When Maya Chadda was still Maya Kulkarni, an unmarried graduate student in New York City, she received a telephone call that was unusual but in no way indicative of the extraordinary events to come. Ravi Shankar, on tour in the US, was suddenly missing his tanpura player, who had fallen ill, so could she step in for a few concerts? Chadda could, fortunately—which is how, 40 years ago, she found herself on stage, in front of hundreds of thousands of people, at the century’s definitive rock-and-roll event: Woodstock.
“That’s right: Woodstock!" Chadda tells her students at William Patterson University today. Usually, there is then a spell of silence, as they wrestle with the image of their political science professor at a three-day, marijuana-clouded conclave of hippies. “Their jaws fall open. They cannot believe it," Chadda says. “But it’s a bit of a teaching strategy. It’s what I use to get them to interact with me as an individual, not as a professor."
Fortunately for Chadda’s pedagogy, she had known Shankar from her girlhood in Bombay, when she used to visit the Bhulabhai Desai Institute to learn Bharatanatyam. “M FHusain and Vasudeo Gaitonde used to have studios there, and Raviji had classes and rehearsals and stuff," Chadda remembers. “Then I came away to the United States to study, and Raviji was performing all over the place here. So even though I wasn’t part of his team, I had been a part of the dance and music world, and he had known me."
Chadda, a very sheltered 22 at the time, was uncertain at first if she should volunteer, if she would be able to sit with the requisite straight-backed elegance for two hours. Shankar offered a simple suggestion: Practise first. “So I did that,” Chadda says. “I was part of five or six performances, all on the east coast of the United States. I had very little knowledge of the popular music scene at the time, and even less knowledge that I was going to participate in something so historic.”
As the Shankar entourage drove towards Woodstock, Chadda was struck by the road’s gradual transformation into “something like a parking lot.” Thousands of people were converging on the town, many by foot, and Shankar’s car was soon mired in this swamp of humanity. “Somehow, Raviji’s agent got in touch with the organizers," she says. “So out of nowhere, this helicopter came, lifted us off the highway, and took us to our hotel.”
The Woodstock Music & Art Fair, as it was officially titled, was originally intended to be a ticketed event for 200,000 attendees.
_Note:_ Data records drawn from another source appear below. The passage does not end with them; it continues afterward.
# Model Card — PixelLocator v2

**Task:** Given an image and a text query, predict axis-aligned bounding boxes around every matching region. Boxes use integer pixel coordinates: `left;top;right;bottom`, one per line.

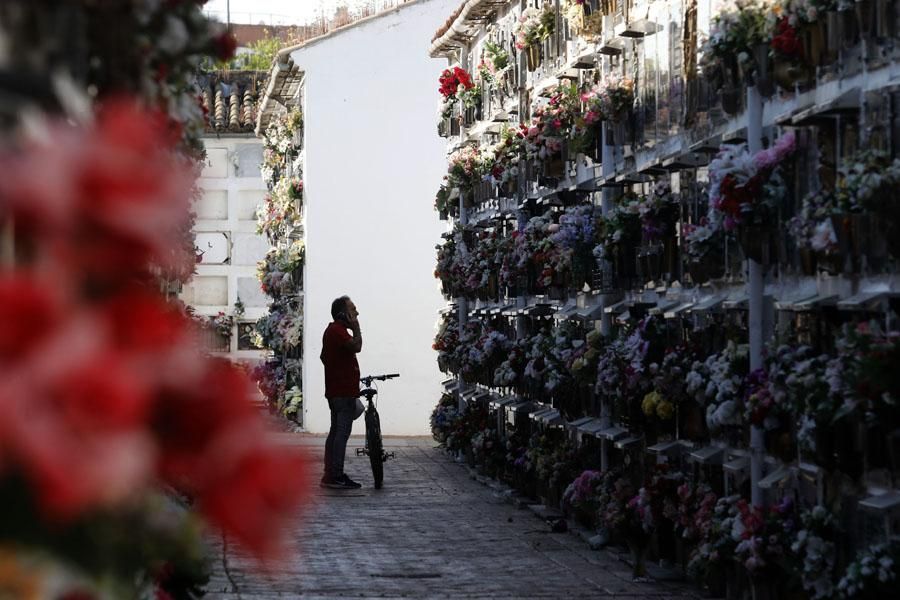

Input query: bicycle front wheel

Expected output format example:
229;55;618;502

366;410;384;490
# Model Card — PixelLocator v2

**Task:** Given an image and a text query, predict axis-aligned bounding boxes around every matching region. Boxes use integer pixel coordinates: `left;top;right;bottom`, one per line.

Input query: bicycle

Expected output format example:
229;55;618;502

356;373;400;490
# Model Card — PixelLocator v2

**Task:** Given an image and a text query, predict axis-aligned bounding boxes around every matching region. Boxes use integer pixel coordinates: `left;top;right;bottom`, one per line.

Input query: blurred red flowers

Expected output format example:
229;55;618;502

772;17;803;58
438;67;475;99
0;101;309;558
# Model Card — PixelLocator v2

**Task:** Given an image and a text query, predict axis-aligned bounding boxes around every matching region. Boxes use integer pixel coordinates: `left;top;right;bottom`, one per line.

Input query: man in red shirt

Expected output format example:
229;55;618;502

319;296;362;489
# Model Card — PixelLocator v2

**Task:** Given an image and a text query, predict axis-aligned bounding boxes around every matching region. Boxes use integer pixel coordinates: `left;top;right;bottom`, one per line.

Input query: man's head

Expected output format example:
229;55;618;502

331;296;359;323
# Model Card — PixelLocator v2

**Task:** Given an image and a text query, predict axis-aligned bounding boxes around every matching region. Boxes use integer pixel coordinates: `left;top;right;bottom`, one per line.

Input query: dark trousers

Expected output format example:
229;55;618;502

325;398;356;478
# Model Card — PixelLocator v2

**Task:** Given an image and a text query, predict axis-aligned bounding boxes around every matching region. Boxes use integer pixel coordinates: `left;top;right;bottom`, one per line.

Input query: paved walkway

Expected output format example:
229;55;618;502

207;434;699;600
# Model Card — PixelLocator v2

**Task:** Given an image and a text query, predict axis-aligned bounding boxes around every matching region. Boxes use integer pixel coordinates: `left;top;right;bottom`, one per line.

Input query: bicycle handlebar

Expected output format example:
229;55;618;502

359;373;400;385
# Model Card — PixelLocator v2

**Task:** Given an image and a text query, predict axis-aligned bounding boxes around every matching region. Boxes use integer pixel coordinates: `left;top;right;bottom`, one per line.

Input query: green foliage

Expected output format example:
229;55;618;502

201;31;285;71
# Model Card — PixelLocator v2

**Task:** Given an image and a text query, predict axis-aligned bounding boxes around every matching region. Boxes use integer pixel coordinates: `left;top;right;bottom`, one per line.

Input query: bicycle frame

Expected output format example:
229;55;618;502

356;373;400;489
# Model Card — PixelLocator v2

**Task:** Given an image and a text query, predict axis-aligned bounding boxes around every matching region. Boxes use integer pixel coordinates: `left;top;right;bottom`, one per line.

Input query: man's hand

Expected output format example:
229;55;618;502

347;317;362;352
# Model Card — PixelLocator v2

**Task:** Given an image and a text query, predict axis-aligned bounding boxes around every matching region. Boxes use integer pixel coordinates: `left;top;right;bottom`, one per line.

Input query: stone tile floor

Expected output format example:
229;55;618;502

207;434;700;600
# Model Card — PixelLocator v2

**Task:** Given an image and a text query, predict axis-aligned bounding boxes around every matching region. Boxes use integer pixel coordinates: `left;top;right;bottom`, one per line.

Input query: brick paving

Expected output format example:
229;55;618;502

207;434;700;600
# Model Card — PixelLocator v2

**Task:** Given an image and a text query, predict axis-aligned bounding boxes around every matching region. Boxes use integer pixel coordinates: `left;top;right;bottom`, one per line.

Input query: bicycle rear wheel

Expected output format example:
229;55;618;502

366;410;384;490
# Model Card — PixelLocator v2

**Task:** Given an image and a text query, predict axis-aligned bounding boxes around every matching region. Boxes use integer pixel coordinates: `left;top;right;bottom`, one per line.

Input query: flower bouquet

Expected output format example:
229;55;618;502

594;195;641;288
483;127;525;190
837;542;900;600
832;150;900;261
513;3;556;71
553;204;598;289
515;213;571;292
565;0;603;41
494;339;528;388
687;496;743;596
834;321;900;430
637;181;680;281
701;0;772;94
434;225;465;299
562;469;605;529
731;497;797;598
431;311;459;373
477;41;512;89
791;506;837;600
446;144;485;194
707;133;795;264
260;108;303;185
685;342;749;433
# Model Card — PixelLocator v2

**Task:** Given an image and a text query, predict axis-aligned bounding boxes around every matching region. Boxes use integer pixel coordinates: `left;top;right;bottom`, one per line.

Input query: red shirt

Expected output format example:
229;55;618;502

322;321;359;399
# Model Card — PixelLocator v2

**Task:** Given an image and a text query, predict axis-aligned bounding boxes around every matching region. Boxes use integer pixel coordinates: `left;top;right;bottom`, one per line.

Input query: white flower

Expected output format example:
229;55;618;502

810;219;837;252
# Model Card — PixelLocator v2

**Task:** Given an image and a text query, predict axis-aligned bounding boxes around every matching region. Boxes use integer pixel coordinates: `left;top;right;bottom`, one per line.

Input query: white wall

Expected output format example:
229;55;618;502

292;0;459;435
181;135;269;360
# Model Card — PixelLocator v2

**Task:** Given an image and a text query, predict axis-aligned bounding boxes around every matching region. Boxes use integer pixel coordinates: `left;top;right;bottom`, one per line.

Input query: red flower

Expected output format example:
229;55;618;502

453;67;475;90
772;17;803;58
0;274;63;367
199;437;312;558
0;101;192;287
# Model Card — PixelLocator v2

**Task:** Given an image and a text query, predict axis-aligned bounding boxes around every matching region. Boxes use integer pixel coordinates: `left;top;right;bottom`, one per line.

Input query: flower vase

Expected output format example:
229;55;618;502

750;577;780;600
825;10;841;64
738;225;770;267
606;120;625;146
719;85;741;115
705;567;727;598
525;44;541;71
543;158;566;179
626;538;650;581
765;427;797;463
753;44;775;98
853;0;875;41
772;60;806;92
831;213;854;273
637;244;663;282
802;19;825;68
838;9;859;50
875;0;895;40
798;248;816;277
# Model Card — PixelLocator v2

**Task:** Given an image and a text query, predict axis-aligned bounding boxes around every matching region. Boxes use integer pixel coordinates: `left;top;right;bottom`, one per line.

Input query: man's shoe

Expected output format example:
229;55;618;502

319;476;346;490
340;473;362;490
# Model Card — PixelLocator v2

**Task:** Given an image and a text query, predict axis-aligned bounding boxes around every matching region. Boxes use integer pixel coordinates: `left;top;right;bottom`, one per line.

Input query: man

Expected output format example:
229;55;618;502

319;296;362;489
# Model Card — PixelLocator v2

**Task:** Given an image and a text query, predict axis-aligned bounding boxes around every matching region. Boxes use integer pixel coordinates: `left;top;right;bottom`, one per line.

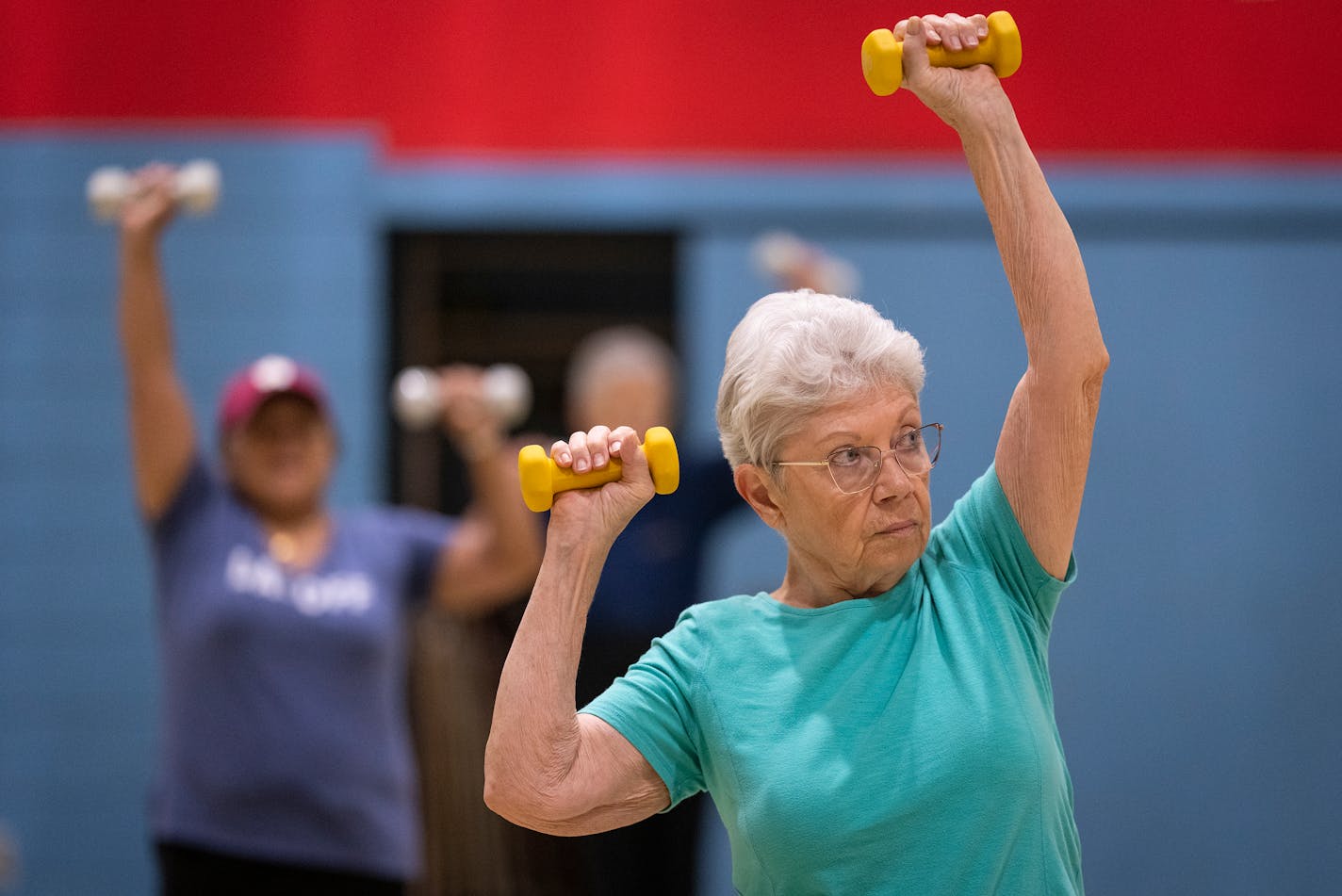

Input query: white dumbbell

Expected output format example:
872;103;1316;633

86;158;221;221
392;364;532;430
751;231;860;297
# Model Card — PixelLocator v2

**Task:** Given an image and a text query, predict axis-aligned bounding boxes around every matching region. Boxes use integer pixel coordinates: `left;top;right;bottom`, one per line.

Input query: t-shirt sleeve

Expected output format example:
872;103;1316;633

148;453;224;548
937;465;1076;633
581;608;705;808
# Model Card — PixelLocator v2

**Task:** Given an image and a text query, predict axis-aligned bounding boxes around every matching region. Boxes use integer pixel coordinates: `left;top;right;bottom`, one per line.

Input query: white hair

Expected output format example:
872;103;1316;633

718;290;926;468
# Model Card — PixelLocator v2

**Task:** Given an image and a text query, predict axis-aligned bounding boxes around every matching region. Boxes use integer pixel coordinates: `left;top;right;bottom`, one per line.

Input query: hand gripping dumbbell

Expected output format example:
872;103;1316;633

861;10;1020;97
516;427;680;513
392;364;532;430
85;158;221;221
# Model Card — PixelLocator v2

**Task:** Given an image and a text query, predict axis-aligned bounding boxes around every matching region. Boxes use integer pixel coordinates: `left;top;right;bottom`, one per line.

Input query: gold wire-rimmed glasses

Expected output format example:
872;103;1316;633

773;422;942;495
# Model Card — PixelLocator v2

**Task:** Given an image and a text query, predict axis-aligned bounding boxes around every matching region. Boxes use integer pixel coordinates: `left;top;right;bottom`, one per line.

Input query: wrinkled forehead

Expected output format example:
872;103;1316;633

785;386;921;446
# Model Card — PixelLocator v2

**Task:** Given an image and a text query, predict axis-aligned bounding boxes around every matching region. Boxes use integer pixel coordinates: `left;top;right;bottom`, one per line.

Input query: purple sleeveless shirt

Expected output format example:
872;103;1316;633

It turned free in a hurry when more than half a million people flooded the grounds of the dairy farm owned by the benevolent Max Yasgur. Beginning 15 August, over three intermittently rainy days, these many thousands packed into a muddy field to listen to 32 concerts—including Shankar’s, on the festival’s opening day.
The morning of that day, a Friday, Shankar, Chadda and tabla maestro Allah Rakha huddled with other musicians in a shed, waiting for their helicopter. “There were chickens there, and this guy was chasing the chickens. Then in the helicopter, he sat in front of me and started pulling hair out of his chest," Chadda says. “I asked Raviji what was going on, and he said: ‘Pagal aadmi hai. Maja dekho.’ (He’s crazy. Just watch the fun)." She would later discover that the crazy man was Jimi Hendrix.
Backstage, the artists waited in a big, sweltering tent for their turn to go on stage; there was no water, and the festival was already behind schedule when Swami Satchidananda, a religious teacher, declared it open in the late afternoon. With little to do, Chadda wandered about the tent, not knowing a single musician, just content to stare at what she calls “the highest rank of bizarre I’d ever seen, in how they were dressed, the colours, the hair, the tattoos, everything.”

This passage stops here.